Independent investment banks and private credit firms are moving into their space.

Corporate and investment banking (CIB) units will contend with increased competition from “specialized attacker firms”, alongside geopolitical and technological risks, according to McKinsey & Co.

“Specialized attacker firms” in particular are increasing in scale, challenging traditional CIBs with their more universal-models, McKinsey said in a December 2025 report.

Four types of attacker firms are a threat to CIB. The first are independent investment banks that focus primarily on M&A, equity capital markets, debt capital markets advisory, private capital advisory, amongst others. Once boutiques, the largest of these firms now command market capitalisations exceeding $10b, McKinsey said.

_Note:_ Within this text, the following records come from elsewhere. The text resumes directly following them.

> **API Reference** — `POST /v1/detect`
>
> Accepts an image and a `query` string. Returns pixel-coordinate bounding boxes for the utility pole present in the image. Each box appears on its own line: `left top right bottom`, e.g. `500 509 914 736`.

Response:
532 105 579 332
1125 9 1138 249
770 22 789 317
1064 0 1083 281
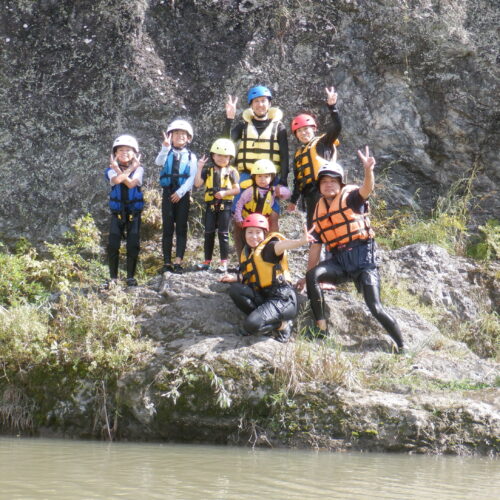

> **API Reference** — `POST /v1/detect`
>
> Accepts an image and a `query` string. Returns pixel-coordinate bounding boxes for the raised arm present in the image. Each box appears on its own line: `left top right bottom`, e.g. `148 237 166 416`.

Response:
358 146 375 200
274 224 316 255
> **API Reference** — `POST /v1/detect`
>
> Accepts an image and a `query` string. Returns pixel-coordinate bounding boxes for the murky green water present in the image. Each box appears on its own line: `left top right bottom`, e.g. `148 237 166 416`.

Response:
0 438 500 500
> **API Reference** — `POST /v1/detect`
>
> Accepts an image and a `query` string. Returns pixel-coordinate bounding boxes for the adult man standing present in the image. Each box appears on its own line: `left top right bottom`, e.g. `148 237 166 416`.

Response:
223 85 289 252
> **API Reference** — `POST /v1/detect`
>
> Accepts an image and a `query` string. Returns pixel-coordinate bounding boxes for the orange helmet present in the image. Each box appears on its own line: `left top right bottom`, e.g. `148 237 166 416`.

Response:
242 213 269 231
292 113 318 134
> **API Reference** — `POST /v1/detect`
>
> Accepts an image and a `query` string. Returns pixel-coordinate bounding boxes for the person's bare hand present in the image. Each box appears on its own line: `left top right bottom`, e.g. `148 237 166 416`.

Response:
358 146 376 172
325 87 338 106
226 96 238 120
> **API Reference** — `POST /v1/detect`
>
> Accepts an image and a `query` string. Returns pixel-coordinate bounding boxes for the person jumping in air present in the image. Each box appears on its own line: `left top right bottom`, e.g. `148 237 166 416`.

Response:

Non-bank market makers offer a viable alternative to traditional sell-side investment banks in several products including cash equities, foreign exchange (FX), futures, exchange-traded funds (ETFs), amongst     others. The largest of these firms can generate revenues of about $10b to $20b annually, McKinsey research said.

Private credit firms are next, with private credit having grown into a $2t global asset class in 2023. Private credit currently finances 80% of middle market sponsored deals, substantially disintermediating banks, McKinsey said.

Finally, there are the FX and payment specialists. They compete with CIB units on competitive pricing, convenience and ease of use, and speed.

To compete, CIB units should look into achieving the lowest possible cost-to-income ratio, which would give them a financial cushion to weather substantial revenue declines.

Firms can adopt a radical simplification strategy, as McKinsey calls it, inspired by a private equity-style management transformation. This can drive savings of 20% or more in the near-term.

“This includes, first, a governance structure with strong top-down sponsorship, dedicated leaders, and ambitious targets; second, an initial diligence and bottom-up planning phase that quickly creates a bankable plan of initiatives that are calibrated, sequenced, and consistent; third, a weekly delivery cadence supported by a single source of truth for tracking and finance processes that easily reconcile the impact of the program into overall financials; fourth, investment in a winning culture to drive and sustain change; and fifth, a one-bank approach that cuts across businesses and silos,” McKinsey wrote in its report.

CIBs should also focus on the “one-bank opportunity.”

“The biggest wins lie at the intersection of business lines, namely between transaction banking and lending, enterprise-wide FX, and synergies between commercial and wealth,” McKinsey wrote.

Capturing the bankwide FX opportunity is another high-leverage play. This centers on ensuring that FX trading capabilities are embedded wherever a bank client makes a cross-border payment.

To make the one-bank strategy real, CIB organizations need dedicated cross-unit teams or initiatives, integrated client journeys, and incentive plans that reward collaboration, McKinsey said.